I was so hoping Mojo would pull through .....he and Mary really had a special bond.

RIP dear Mojo......


----------



## mainegirl (May 2, 2005)

I am so so so so sorry, I know that Mojo was her saving grace and companion. I hope that she comes back here for support, I think that Mojo passed the baton to us to help and support her. Please, if you can get her a message, tell her that she has friends here that are here to help.
beth, moose and angel


----------



## Karen519 (Aug 21, 2006)

*Mainegirl*

Mainegirl

I agree-I think Mojo helped lead her to this forum so we could all help Mary deal with his loss. Mojo was her everything.

What a very special boy Mojo was.


----------



## MissKitty (Sep 29, 2011)

oh that is so sad, i am praying for her during this sad time


----------



## Blondie (Oct 10, 2009)

I am so very, very sorry to read this. I kept checking as often as I could on Mojo. This is so sad. My thoughts and prayers are with you Mary. Godspeed Mojo on your journey to the Rainbow Bridge.


----------



## Tuckers Mom (Nov 12, 2010)

RIP Sweet Mojo. Mary, there are Many who think of you and wish you peace in the passing of your special boy. No One truly knows the bond except those of us whom have walked in your shoes. xxxxoooo (( and big hugs )))


----------



## Duke's Momma (Mar 1, 2007)

Oh no! I'm so sorry for her. This is never ever easy and when you have such a special relationship/bond it's just so much harder. Knowing sometime it will happen never ever helps you prepare for the deep grieving and sense of loss that ultimately hits.


----------



## Sweet Girl (Jun 10, 2010)

My heart is just breaking for Mary. I know what a deep bond she had with Mojo. 

Mary, I'm so sorry.


----------



## Debles (Sep 6, 2007)

Godspeed dear Mojo. I am so sorry Mary. Know how painful it is.


----------



## sharlin (Feb 26, 2007)

Play Hard Sweet Mojo ~ Godspeed & Love
_Aloha Nui Loa_


----------



## DaisyGolden (Jan 4, 2008)

This just breaks my heart. I'm so sorry for Mary. There will be a lot of golden friends meeting Mojo at the bridge.


----------



## amy22 (May 11, 2008)

I am so very sorry Mary...RIP Mojo


----------



## Karen519 (Aug 21, 2006)

*Steve*

Steve

God Bless you for doing the Rainbow Bridge pic of Mojo!
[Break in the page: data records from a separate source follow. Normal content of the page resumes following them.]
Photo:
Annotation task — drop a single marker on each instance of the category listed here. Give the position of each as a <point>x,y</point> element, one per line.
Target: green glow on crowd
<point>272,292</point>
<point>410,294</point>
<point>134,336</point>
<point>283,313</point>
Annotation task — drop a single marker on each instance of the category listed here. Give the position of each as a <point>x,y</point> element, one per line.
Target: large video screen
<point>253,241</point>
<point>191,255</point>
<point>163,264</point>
Mary will just treasure it.


----------



## Angelina (Aug 11, 2011)

Thank you Karen for letting us know. I sent her an email letting her know the board has many prayers going on for her and Mojo; I am sure she is devastated as we all would be.
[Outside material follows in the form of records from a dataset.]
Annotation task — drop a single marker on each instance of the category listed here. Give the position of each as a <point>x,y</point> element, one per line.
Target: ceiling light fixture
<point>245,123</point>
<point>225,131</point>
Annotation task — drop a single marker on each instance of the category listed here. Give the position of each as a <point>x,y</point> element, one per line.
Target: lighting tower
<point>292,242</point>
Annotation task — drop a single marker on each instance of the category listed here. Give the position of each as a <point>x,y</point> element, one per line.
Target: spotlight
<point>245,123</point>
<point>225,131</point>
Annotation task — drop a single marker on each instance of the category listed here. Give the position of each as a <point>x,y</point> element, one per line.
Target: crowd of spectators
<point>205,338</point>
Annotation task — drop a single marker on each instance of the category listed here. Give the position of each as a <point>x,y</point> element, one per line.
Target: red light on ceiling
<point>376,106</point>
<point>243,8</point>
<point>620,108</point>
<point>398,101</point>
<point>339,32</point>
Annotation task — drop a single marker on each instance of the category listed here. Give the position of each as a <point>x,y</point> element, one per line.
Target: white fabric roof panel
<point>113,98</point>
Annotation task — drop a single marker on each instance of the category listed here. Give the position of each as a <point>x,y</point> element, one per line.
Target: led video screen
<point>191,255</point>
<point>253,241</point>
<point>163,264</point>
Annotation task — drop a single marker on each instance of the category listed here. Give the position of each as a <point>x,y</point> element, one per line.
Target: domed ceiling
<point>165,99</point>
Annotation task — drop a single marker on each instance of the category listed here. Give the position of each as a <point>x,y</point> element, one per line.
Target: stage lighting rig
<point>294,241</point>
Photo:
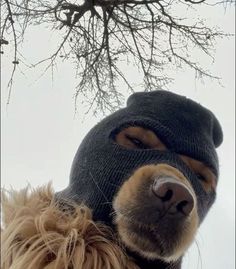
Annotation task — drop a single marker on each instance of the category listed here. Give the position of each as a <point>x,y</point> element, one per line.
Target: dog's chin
<point>154,243</point>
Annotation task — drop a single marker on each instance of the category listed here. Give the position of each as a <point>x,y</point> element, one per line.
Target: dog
<point>141,183</point>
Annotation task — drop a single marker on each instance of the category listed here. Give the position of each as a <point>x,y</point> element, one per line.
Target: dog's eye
<point>137,142</point>
<point>201,177</point>
<point>136,137</point>
<point>205,175</point>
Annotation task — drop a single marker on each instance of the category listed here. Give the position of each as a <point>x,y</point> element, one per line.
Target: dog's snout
<point>173,196</point>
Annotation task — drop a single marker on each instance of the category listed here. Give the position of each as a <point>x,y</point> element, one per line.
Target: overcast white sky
<point>40,135</point>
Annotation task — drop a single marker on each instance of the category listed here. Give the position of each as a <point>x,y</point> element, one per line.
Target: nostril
<point>174,196</point>
<point>167,196</point>
<point>180,206</point>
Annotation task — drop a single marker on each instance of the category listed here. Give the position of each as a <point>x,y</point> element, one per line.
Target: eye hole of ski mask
<point>136,137</point>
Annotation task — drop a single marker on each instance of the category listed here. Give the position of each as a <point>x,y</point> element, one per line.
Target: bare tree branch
<point>101,35</point>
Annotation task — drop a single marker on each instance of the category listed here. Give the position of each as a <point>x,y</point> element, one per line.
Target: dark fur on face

She gave him the kindest gift of all, to be set free. K


----------



## C's Mom (Dec 7, 2009)

Mary, my condolences on the passing of Mojo. Sending you much strength and healing thoughts and strength to your entire family.


----------



## Buddy's mom forever (Jun 23, 2011)

It is very sad news. Mojo meant world to Mary. So many of us know how much it hurts when we have to let them go. Very, very hard to keep on living without them.
Rest in peace sweet Mojo.


----------



## ELI&BAILEY'S MOM (Dec 18, 2008)

Mary, I am so sorry for your loss. Godspeed sweet Mojo.


----------



## Penny & Maggie's Mom (Oct 4, 2007)

I'm so very sorry. Godspeed sweet Mojo. Mary, we will be here to help you with your journey of grief..... there is comfort in being with ones who understand and have been there.


----------



## Bob Dylan (Mar 31, 2009)

Mary, I am so sorry you lost your Best Friend.
I will keep you in my prayers. ((Hugs))
Rest in Peace Mojo.


----------



## magiclover (Apr 22, 2008)

I am so sorry to hear of Mojo's passing. My heart goes out to Mary at such a difficult time. I hope she knows he was met by all of our "angels" who went before him.


----------



## Rob's GRs (Feb 25, 2007)

I too am sorry to read of the loss of Mojo. May he rest in peace.


----------



## goldencontriever3 (Nov 7, 2008)

This is so sad. Mojo was a special boy. Keeping Mary in our thoughts and prayers.

RIP Mojo


----------



## GoldenCamper (Dec 21, 2009)

RIP Mojo, so sorry for your loss Mary.


----------



## GoldenMum (Mar 15, 2010)

Mary...my heart is with you now...what a difficult thing to have to do. It is one of the toughest and selfless things to do......run free sweet Mojo!


----------



## Claire's Friend (Feb 26, 2007)

I am so sorry to read this news. I will light a candle for them.


----------



## CAROLINA MOM (May 12, 2009)

I am so very sorry for your loss of Mojo-my thoughts and prayers are with you during this sad and difficult time. I know all our Golden Angels were lined up to welcome him. 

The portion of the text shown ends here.